A Touch Of Sin (15)
A Touch Of Sin (15)
Dir: Zhang-Ke Jia
With: Vivien Li, Wu Jiang
Runtime: 130 minutes
LIFE in modern China as the Party would not portray it is set out in Zhang-Ke Jia's ultra-violent but riveting drama.
Split into four stories, A Touch Of Sin shows China as a Wild West of the East, with corruption, lawlessness and men with guns aplenty. As with many an episodic piece, some parts are stronger than others, with the first, starring Wu Jiang as a loner standing up to big money, the best of the bunch. Jia won the Best Screenplay award at last year's Cannes for his efforts.
Glasgow Film Theatre, May 16-22; Filmhouse, Edinburgh, until May 18.
Omar (15)
Dir: Hany Abu-Assad
With: Adam Bakri, Essam Abu Aabed
Runtime: 98 minutes
HANY Abu-Assad's thriller had the misfortune to be up against Paolo Sorrentino's majestic The Great Beauty for last year's Best Foreign Film Oscar.
Otherwise, it would have been a serious contender. Adam Bakri turns in a star-making performance as the titular Omar, a young Palestinian who finds himself torn between the demands of community, love, and self-preservation.
Action-packed, gripping and endlessly surprising.
Filmhouse, Edinburgh, May 16; Glasgow Film Theatre, May 18
The Two Faces Of January (12A)
Dir: Hossein Amini
With: Oscar Isaac, Kirsten Dunst
Runtime: 96 minutes
ADAPTED from the novel by Patricia Highsmith, Hossein Amini's drama is a slickly done period thriller for anyone who mourns that they don't make 'em like they used to.

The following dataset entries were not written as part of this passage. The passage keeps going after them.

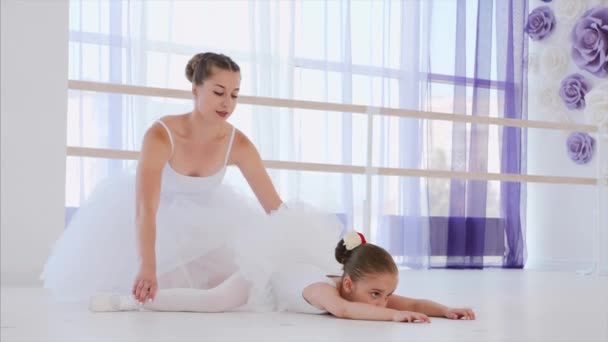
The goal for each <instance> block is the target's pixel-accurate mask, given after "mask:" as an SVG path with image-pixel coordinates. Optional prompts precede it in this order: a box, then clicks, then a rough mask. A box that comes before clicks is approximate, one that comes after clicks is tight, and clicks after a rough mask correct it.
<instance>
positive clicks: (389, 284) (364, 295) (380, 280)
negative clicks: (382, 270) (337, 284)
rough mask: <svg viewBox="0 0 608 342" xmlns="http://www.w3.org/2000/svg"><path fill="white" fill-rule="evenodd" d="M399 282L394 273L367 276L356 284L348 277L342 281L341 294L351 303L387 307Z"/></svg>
mask: <svg viewBox="0 0 608 342" xmlns="http://www.w3.org/2000/svg"><path fill="white" fill-rule="evenodd" d="M398 282H399V279H398V277H397V275H396V274H392V273H373V274H367V275H365V276H364V277H363V278H361V279H359V280H357V281H356V282H353V281H352V279H351V278H350V276H348V275H346V276H344V278H343V279H342V290H341V291H340V293H341V294H342V297H344V299H346V300H349V301H351V302H359V303H367V304H371V305H375V306H381V307H386V304H387V303H388V298H389V297H390V296H391V295H392V294H393V292H395V289H396V288H397V283H398Z"/></svg>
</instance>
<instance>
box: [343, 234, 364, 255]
mask: <svg viewBox="0 0 608 342" xmlns="http://www.w3.org/2000/svg"><path fill="white" fill-rule="evenodd" d="M343 240H344V246H345V247H346V249H347V250H349V251H352V250H353V249H355V248H356V247H357V246H359V245H360V244H361V242H362V241H361V237H360V236H359V234H358V233H357V232H356V231H354V230H350V231H348V233H346V234H344V238H343Z"/></svg>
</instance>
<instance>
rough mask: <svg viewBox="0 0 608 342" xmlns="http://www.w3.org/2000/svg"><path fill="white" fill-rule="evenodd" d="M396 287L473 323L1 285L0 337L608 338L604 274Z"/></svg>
mask: <svg viewBox="0 0 608 342" xmlns="http://www.w3.org/2000/svg"><path fill="white" fill-rule="evenodd" d="M400 278H401V281H400V287H399V291H398V292H399V293H401V294H403V295H407V296H412V297H424V298H429V299H433V300H436V301H440V302H443V303H445V304H448V305H451V306H470V307H473V308H474V309H475V311H476V314H477V320H476V321H450V320H446V319H438V318H435V319H433V321H432V323H431V324H409V323H392V322H367V321H350V320H341V319H336V318H333V317H331V316H316V315H304V314H287V313H264V314H261V313H245V312H238V313H225V314H200V313H160V312H128V313H91V312H89V311H87V309H86V307H84V306H78V305H73V304H69V305H68V304H58V303H55V302H53V301H52V300H51V298H50V297H49V296H48V294H47V293H46V292H45V291H43V290H41V289H26V288H2V298H1V299H2V302H1V304H2V316H1V326H2V329H1V332H2V334H1V336H0V341H2V342H8V341H79V342H81V341H408V342H412V341H569V342H570V341H580V342H583V341H598V342H600V341H601V342H606V341H608V277H606V276H601V277H597V276H583V275H577V274H574V273H555V272H540V271H530V270H526V271H521V270H493V269H490V270H483V271H457V270H429V271H403V272H402V273H401V277H400Z"/></svg>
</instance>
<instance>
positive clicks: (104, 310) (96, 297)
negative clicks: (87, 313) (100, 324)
mask: <svg viewBox="0 0 608 342" xmlns="http://www.w3.org/2000/svg"><path fill="white" fill-rule="evenodd" d="M138 308H139V306H138V305H137V302H136V301H135V300H134V299H132V298H131V297H129V296H121V295H119V294H113V293H99V294H96V295H93V296H91V298H90V299H89V310H91V311H93V312H115V311H133V310H137V309H138Z"/></svg>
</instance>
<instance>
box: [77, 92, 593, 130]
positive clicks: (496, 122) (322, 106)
mask: <svg viewBox="0 0 608 342" xmlns="http://www.w3.org/2000/svg"><path fill="white" fill-rule="evenodd" d="M68 88H69V89H72V90H83V91H94V92H102V93H118V94H125V95H140V96H153V97H164V98H177V99H191V98H192V94H191V93H190V91H187V90H179V89H167V88H154V87H143V86H133V85H126V84H112V83H101V82H89V81H78V80H69V81H68ZM239 103H242V104H249V105H256V106H267V107H282V108H299V109H312V110H322V111H332V112H347V113H359V114H366V113H368V112H369V111H370V110H371V111H372V112H373V113H374V114H376V115H386V116H394V117H404V118H408V117H409V118H417V119H426V120H442V121H453V122H466V123H476V124H488V125H498V126H508V127H521V128H542V129H553V130H563V131H580V132H588V133H594V132H597V130H598V128H597V127H596V126H593V125H584V124H573V123H563V122H549V121H535V120H519V119H506V118H495V117H489V116H473V115H463V114H448V113H436V112H422V111H416V110H408V109H398V108H387V107H375V106H364V105H352V104H341V103H330V102H317V101H303V100H288V99H279V98H270V97H257V96H245V95H240V96H239Z"/></svg>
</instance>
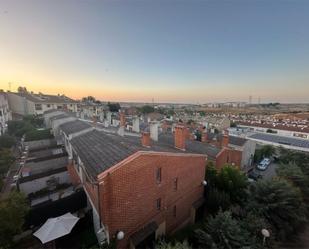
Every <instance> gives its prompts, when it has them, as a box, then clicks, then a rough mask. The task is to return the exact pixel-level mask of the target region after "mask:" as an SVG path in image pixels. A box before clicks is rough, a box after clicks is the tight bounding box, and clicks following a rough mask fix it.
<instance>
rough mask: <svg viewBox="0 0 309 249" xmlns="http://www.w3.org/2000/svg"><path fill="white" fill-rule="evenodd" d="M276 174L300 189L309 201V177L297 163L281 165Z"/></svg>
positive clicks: (300, 190) (307, 199)
mask: <svg viewBox="0 0 309 249" xmlns="http://www.w3.org/2000/svg"><path fill="white" fill-rule="evenodd" d="M276 173H277V176H278V177H279V178H283V179H286V180H288V181H289V182H291V183H292V184H293V185H294V186H295V187H298V188H299V190H300V191H301V192H302V195H303V198H304V199H306V200H307V201H308V200H309V177H308V176H307V175H305V174H304V172H303V171H302V170H301V168H300V167H298V166H297V165H296V164H295V163H289V164H280V165H279V166H278V167H277V168H276Z"/></svg>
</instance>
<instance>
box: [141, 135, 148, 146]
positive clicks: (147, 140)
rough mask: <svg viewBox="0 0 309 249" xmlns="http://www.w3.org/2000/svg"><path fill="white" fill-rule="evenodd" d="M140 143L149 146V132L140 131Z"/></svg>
mask: <svg viewBox="0 0 309 249" xmlns="http://www.w3.org/2000/svg"><path fill="white" fill-rule="evenodd" d="M142 145H143V146H145V147H150V133H149V132H142Z"/></svg>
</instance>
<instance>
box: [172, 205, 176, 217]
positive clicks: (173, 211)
mask: <svg viewBox="0 0 309 249" xmlns="http://www.w3.org/2000/svg"><path fill="white" fill-rule="evenodd" d="M176 214H177V209H176V205H175V206H174V208H173V216H174V217H176Z"/></svg>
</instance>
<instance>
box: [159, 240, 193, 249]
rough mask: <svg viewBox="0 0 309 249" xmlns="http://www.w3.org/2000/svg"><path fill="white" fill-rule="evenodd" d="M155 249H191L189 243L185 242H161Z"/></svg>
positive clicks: (159, 243)
mask: <svg viewBox="0 0 309 249" xmlns="http://www.w3.org/2000/svg"><path fill="white" fill-rule="evenodd" d="M155 249H191V246H190V245H189V243H188V241H186V240H185V241H184V242H175V243H171V242H170V243H167V242H165V241H160V242H159V243H158V244H157V245H156V246H155Z"/></svg>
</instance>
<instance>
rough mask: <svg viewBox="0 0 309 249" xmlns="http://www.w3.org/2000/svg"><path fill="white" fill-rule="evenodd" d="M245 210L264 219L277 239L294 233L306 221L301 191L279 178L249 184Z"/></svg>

Oscar Isaac is Rydal, a young American working in 1960s Greece who is charmed and intrigued by Mr and Mrs MacFarland, played by Viggo Mortensen and Kirsten Dunst. Jealous of him, enamoured of her, Rydal soon finds the respectable tourists are not what they seem.
Amini keeps the pace slow but simmering, allowing each character space to flourish.
Between them, Isaac, Mortensen and Dunst do the business of delivering a noirish treat.